Я сминаю бумагу и бросаю её через комнату. Пугающие, опасные образы затуманивают мое зрение. У меня возникает желание что-нибудь разбить, сделать кому-нибудь больно, сделать больно себе. Как он может так говорить? Как он может писать эти мысли на бумаге? Это намного хуже, чем говорить вслух, потому что ему пришлось использовать ручку, записать их, чтобы они существовали вечно. Он считает, я испытаю облегчение от того, что его новый сын не глухой? Это звучит так, будто я была разочарована, что наш сын был глухим. Его инвалидность никогда не была для меня причиной стыда или грусти. Это делало его особенным. Кристофера переполняло счастье, каждый день его жизни. Его никогда не сдерживал тот факт, что он был глухим. Я чувствую себя грязной внутри от того, что Эндрю вообще...

Кррррррэк!

Я замираю за столом. Громкий, резкий звук взрыва, который раздался только что, разрезав густую тишину музея, по-прежнему эхом раздаётся в коридорах прямо за моим кабинетом. Что это было?

Звук раздаётся снова, на этот раз громче.

КРРРРРРРЭККК!

Какого... какого чёрта прямо сейчас происходит?

Меня внезапно наполняет паника. Выстрел? Это действительно мог быть выстрел? Логическая, разумная часть моего мозга практически сразу отрицает эту возможность, и всё же остальная часть меня начинает дрожать. Выстрел. Кто-то выстрелил в музее. У кого-то здесь есть оружие. Почему? Зачем кому-то...

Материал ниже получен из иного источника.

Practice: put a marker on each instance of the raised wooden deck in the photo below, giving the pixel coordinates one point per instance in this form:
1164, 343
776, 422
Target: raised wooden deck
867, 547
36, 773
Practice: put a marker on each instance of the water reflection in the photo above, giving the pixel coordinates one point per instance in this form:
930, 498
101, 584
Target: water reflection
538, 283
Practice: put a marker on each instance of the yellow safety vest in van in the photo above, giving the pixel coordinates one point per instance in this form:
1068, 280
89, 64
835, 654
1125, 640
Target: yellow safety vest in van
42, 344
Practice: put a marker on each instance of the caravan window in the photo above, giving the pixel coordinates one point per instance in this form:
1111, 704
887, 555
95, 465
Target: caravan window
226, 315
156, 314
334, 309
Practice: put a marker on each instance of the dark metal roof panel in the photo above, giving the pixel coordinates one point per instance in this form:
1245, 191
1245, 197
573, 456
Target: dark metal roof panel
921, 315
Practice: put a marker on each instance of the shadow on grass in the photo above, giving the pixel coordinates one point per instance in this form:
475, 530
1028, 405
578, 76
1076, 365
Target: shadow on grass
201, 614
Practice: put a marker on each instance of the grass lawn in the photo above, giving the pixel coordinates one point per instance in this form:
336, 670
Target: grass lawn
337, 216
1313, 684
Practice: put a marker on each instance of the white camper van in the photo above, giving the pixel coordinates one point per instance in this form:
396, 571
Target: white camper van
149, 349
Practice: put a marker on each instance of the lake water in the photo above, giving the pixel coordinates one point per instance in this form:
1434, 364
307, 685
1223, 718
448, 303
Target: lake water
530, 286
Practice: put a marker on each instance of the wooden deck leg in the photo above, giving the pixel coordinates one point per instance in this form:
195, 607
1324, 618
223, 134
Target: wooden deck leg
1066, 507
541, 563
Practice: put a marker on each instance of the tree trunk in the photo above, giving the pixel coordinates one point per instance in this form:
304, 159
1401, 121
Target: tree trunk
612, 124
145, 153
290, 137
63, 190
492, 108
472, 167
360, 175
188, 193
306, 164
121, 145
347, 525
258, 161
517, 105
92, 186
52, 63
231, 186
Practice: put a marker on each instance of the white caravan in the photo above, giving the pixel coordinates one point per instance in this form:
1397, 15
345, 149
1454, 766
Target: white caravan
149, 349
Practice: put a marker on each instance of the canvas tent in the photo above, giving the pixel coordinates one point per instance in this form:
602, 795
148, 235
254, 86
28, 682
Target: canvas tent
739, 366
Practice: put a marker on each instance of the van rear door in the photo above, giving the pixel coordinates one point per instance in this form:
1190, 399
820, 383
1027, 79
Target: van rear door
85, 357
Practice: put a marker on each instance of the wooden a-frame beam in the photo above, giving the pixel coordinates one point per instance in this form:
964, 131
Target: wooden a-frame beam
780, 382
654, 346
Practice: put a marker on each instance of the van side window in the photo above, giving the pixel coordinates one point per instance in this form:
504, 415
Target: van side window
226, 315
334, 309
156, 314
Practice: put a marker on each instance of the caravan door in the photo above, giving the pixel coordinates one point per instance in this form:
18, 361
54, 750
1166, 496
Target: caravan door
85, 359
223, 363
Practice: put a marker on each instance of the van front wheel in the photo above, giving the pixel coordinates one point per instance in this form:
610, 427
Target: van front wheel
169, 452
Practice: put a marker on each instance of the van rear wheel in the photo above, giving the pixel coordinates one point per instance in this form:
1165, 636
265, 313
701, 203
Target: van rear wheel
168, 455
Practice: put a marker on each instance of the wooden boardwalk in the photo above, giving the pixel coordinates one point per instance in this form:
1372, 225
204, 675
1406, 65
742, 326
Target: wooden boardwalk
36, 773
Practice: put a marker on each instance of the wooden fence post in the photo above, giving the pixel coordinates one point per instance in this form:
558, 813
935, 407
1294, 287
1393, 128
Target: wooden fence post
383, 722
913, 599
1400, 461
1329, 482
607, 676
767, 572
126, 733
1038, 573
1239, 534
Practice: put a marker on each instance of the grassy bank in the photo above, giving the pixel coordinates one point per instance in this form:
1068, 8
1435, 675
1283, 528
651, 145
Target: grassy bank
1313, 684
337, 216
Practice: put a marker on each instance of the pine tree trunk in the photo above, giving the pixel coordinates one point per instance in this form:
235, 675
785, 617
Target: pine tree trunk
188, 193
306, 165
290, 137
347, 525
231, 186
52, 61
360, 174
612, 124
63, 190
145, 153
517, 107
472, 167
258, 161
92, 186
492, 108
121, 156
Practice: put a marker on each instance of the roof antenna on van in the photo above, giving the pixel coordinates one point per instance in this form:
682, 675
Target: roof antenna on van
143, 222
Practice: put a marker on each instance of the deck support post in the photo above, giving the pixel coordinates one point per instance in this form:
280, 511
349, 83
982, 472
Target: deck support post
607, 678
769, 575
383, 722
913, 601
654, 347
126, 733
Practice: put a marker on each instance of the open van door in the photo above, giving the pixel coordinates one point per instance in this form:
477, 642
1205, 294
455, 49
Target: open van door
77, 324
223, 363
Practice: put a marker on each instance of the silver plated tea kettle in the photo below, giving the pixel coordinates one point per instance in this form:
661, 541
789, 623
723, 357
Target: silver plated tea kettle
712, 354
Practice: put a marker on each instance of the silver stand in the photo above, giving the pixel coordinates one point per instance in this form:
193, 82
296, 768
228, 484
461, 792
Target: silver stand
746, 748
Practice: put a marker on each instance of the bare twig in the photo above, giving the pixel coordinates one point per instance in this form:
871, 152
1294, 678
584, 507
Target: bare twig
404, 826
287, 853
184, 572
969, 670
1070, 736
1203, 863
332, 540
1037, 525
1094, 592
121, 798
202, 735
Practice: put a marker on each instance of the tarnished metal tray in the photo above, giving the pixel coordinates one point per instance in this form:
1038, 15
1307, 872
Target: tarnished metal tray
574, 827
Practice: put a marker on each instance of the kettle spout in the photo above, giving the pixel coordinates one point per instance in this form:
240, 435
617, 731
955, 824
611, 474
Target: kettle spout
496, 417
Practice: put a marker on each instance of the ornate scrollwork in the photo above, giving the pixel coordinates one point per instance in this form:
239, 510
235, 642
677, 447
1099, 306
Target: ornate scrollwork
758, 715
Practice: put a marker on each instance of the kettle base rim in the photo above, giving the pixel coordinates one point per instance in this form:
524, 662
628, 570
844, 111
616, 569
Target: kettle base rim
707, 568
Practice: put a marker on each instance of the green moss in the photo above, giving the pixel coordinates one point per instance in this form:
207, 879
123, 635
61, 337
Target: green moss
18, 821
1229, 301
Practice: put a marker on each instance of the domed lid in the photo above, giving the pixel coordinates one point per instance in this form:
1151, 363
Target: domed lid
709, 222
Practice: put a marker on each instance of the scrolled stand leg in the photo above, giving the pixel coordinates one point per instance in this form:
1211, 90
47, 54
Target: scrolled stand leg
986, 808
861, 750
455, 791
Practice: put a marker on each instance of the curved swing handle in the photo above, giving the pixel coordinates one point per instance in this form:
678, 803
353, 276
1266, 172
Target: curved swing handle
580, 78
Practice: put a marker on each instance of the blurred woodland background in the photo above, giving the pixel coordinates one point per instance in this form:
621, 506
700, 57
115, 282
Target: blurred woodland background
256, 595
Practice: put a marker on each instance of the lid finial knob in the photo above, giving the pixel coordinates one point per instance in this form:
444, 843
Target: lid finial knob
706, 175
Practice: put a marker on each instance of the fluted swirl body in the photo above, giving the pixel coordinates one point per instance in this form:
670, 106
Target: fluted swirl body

— Эй? Здесь кто-нибудь есть? — спрашивает глубокий, невнятный голос. Кому бы ни принадлежал этот голос, он не может быть далеко от двери моего кабинета. Как только музей открывается, в административной части здания очень хорошо слышен гомон из основных выставочных зон. Он такой громкий, что иногда едва слышно собственные мысли. Но прямо сейчас, когда до открытия музея был ещё час, можно услышать, как падает булавка. Звук ботинок медленно приближается по коридору за моим кабинетом и посылает по моему телу дрожь адреналина и тревоги.

— Эй? Если там кто-то есть...

Я задерживаю дыхание. Ни звука, ни звука, ни звука...

Коридор заполняет звон разбитого стекла. Я закрываю руками рот, заставляя себя молчать. Раздаётся вторая волна дребезга стекла, на этот раз ближе. Затем третья. До меня доходит — это тонированные стеклянные окна дверей кабинетов. Кто-то разбивает их по очереди.

— Чёрт.

Я опускаюсь на четвереньки, быстро забираясь под стол. Я не могу понять, что происходит. Несколько мгновений назад я читала письмо, ошеломлённая грубостью и хладнокровием своего бывшего мужа, а теперь, из ниоткуда, кажется, будто кто-то крадётся по музею с оружием в руках. Голос, который я слышала только что, зовущий на помощь, не казался голосом человека в беде; он звучал как голос кого-то погружённого в очень интересную игру в кошки-мышки. Он звучал издевательски и зловеще. Каждый мой инстинкт побуждал меня спрятаться от владельца этого голоса.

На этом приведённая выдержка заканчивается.